Just for curiosity I just tried again without any “ground” wire (eg. unlike options 1 and 2), and connected to my USB. The same: the temperature reaches a maximum value (less than 80 this time) and starts going down, but the USB connection is not lost.

Should I try the jumper option even if the instructions say I don’t need to do it because I have RAMBo 1.1?

Any more ideas??? I don’t know what to do :frowning:

Upgrading sounds good for a more long-term plan, but now I really need to print with my dear TAZ 2.0 before the end of the month :frowning: :confused: :confused:

First off, be very careful when opening a power supply. There are very large capacitors in there that will do very bad things to you if you touch them. If it’s not resetting anymore, you may have fixed an internal fault, though it may be temporary.

Which temperature isn’t reaching what it is set at? The extruder, or the bed? If its the extruder, you may need to replace the heater or the thermistor. If its the heated bed, you may need to replace the bed thermistor, or replace the bed.

If your heat bed is not reaching the set temperature. Try placing several sheets(around 5) of paper on top of the bed to reduce the thermal loss to the air and see if it can now reach the set temp. If so then you probably lost a heating wire or two in the heat bed. Which means you need a new bed.

piercet, thanks for the advice, I let the power supply alone (disconnected from both the printer and the electricity) for a few hours before opening.

The extruder reaches 230 with no problem. The bed does not reach the set temperature (85C in my case, I’m trying to print with ABS).
Is there something I could look for in the bed itself? Any test I could do to see if the problem is in the bed (versus the power supply)?

kmanley57: “If so then you probably lost a heating wire or two in the heat bed. Which means you need a new bed.” OK thanks I’ll try the paper thing in a few minutes… is there another test I could do with the wires of the bed itself? What do you mean exactly by “losing wires in the heat bed”? Something broken?

The capacitors can retain charge for weeks. There is potentially enough amperage in there to injure an adult. For a $35 part, it’s usually not worth the risk. Sounds like you came out of it alright though.

The heat bed is a series of wire loops. Think of them like the filament in a light bulb. Sometimes one or more of those loops will burn out, especially on the older beds. If it is fried, you definitely want to go with a 24 volt replacement and 24 volt power supply.

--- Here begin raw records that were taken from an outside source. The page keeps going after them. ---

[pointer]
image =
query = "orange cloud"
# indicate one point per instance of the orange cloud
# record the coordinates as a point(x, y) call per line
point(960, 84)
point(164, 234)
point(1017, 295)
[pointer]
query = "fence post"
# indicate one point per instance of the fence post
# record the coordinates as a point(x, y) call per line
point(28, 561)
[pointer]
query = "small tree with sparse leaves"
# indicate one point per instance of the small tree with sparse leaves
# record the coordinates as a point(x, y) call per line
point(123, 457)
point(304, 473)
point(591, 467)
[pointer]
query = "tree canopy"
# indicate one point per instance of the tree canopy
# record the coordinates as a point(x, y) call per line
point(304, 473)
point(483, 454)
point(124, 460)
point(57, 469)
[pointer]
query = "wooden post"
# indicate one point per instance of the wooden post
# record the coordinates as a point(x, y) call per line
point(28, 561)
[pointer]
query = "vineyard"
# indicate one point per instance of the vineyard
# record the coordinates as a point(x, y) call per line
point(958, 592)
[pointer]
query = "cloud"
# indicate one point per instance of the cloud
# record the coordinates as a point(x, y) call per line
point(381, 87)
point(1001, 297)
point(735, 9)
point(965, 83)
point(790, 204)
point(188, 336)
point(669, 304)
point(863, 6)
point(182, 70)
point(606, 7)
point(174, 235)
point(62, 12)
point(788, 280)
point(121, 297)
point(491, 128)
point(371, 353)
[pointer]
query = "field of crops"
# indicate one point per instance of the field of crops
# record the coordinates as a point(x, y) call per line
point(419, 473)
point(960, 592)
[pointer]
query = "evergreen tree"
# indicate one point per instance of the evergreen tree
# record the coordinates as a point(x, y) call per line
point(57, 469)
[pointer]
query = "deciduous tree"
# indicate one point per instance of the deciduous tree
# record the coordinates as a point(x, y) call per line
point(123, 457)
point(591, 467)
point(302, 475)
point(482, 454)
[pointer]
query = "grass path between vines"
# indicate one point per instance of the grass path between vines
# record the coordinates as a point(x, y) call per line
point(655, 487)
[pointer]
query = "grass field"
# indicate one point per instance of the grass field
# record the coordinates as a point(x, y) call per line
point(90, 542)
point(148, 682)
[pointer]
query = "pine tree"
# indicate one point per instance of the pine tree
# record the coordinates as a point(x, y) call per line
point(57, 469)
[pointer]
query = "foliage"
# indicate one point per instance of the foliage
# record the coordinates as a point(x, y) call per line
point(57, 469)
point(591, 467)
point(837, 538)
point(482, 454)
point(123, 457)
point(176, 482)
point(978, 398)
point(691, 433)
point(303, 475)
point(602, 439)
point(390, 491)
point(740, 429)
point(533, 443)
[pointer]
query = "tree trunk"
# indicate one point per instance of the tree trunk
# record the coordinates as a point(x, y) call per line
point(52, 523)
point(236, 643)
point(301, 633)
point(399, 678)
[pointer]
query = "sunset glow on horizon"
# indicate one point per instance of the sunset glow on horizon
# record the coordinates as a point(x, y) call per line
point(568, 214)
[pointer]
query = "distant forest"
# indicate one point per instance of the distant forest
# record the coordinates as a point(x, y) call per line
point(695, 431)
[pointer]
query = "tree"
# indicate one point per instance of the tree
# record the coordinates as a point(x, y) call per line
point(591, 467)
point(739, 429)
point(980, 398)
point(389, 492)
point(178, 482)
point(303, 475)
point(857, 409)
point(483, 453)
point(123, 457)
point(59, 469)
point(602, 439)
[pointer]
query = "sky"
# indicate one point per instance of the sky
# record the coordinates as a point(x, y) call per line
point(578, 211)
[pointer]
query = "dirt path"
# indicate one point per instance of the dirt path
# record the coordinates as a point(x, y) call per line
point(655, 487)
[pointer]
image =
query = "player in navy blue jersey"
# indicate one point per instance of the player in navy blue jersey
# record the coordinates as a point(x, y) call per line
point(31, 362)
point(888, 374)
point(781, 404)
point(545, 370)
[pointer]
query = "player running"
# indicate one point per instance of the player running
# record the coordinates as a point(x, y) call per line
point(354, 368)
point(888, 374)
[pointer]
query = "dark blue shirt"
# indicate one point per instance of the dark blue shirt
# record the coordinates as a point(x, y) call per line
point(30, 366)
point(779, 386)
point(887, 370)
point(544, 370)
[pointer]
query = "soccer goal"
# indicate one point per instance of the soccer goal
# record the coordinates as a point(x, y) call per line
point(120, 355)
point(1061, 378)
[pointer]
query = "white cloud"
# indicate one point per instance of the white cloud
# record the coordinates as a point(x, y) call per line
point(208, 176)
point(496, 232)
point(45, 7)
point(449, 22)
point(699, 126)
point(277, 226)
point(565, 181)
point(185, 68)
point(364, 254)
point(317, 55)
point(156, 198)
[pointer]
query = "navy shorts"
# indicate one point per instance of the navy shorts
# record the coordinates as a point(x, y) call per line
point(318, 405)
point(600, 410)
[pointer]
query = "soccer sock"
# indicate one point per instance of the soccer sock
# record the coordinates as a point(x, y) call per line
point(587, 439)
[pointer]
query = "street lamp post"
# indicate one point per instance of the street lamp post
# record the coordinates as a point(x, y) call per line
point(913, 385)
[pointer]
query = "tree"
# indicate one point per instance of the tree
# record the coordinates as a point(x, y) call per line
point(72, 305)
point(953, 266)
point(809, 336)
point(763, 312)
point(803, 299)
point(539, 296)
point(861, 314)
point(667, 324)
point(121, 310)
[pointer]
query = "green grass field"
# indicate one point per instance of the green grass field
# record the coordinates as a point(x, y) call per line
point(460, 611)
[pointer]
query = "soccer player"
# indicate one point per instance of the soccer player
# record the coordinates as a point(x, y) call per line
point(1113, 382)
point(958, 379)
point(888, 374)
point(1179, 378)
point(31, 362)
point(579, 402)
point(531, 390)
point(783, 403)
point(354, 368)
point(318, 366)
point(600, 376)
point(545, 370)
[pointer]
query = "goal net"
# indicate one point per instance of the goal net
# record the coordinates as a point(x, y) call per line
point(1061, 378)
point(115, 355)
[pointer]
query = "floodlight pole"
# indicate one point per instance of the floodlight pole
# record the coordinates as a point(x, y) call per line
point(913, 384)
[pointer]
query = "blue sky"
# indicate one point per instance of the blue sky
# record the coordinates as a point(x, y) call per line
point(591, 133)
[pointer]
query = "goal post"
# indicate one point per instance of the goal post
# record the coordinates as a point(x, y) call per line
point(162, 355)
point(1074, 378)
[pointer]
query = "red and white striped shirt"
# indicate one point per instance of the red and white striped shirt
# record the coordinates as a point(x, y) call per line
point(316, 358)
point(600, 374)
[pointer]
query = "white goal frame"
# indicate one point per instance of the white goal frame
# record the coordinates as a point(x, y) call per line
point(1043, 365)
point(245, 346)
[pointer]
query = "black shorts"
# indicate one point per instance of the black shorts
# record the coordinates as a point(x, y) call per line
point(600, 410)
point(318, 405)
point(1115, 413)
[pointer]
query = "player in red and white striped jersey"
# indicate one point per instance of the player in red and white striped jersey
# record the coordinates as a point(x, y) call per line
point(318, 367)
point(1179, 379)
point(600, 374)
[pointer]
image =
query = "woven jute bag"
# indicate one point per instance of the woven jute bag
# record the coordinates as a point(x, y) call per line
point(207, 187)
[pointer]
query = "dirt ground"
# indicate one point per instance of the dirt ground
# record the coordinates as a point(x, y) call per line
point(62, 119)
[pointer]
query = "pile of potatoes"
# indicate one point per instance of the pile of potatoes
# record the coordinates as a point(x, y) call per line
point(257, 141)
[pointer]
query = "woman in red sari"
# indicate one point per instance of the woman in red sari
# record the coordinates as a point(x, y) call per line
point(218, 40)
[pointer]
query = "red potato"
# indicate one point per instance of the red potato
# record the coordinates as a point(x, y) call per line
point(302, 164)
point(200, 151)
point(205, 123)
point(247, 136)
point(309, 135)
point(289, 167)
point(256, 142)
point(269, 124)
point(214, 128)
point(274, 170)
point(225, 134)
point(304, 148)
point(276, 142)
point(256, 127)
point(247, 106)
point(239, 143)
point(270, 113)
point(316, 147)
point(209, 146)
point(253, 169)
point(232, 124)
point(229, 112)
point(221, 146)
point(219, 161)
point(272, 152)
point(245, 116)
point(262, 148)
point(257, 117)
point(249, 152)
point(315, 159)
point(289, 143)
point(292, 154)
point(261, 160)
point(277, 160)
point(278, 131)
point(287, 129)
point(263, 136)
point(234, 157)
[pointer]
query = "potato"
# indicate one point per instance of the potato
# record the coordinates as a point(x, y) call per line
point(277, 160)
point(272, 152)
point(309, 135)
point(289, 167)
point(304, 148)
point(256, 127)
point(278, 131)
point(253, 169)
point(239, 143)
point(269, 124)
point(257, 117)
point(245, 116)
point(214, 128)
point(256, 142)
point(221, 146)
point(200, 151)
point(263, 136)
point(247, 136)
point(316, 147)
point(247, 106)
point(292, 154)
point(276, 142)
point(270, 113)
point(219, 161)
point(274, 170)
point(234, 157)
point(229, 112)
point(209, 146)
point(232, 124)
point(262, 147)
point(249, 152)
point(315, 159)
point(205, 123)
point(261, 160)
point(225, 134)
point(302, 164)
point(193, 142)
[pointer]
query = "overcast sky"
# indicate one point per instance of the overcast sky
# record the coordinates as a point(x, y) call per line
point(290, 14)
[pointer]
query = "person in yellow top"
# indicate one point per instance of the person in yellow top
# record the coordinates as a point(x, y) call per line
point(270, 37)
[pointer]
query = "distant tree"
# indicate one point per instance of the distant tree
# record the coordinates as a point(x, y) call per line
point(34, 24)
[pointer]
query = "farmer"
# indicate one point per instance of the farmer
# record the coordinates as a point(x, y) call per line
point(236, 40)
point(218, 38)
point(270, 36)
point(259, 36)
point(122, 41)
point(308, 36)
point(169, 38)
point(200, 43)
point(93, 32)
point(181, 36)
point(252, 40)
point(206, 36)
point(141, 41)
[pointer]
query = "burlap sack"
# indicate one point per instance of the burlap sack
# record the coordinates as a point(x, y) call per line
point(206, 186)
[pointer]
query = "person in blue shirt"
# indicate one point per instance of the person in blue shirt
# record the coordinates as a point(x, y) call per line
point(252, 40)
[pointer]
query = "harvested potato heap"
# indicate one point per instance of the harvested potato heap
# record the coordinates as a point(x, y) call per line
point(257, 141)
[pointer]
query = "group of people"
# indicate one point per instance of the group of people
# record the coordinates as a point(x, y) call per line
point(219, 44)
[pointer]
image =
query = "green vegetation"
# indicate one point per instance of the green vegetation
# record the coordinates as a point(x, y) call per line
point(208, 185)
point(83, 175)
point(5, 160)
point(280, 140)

It should halve your bed heatup time.

OK I tried putting many paper sheets on top of the bed and still it does not reach 85C (this time it went up to 83C).

After the temperature reaches a maximum value (ie lower than the set temperature of course) it starts going down… why? shouldn’t it keep a constant temp. at least?

Still thinking the bed is the problem? How to infer it’s a power supply vs bed problem?

It could be the bed Thermistor, which is what measures temperature. You want to point one of those inexpensive $30 infrared thermometers like you can get from an automotive or hardware store at the bed and see what temperature it is actually getting to, and if it is actually dropping. It may be that the Thermistor is either becoming unstuck from the bed and just needs re-taped to it, it might be failing (fluctuating temperatures is a symptom of one going bad) or the thermistor could be just fine and the bed itself is what is failing.

Best case scenario you need to retape the thermistor to the bottom of the bed. Worst case scenario you need a new thermistor or new bed.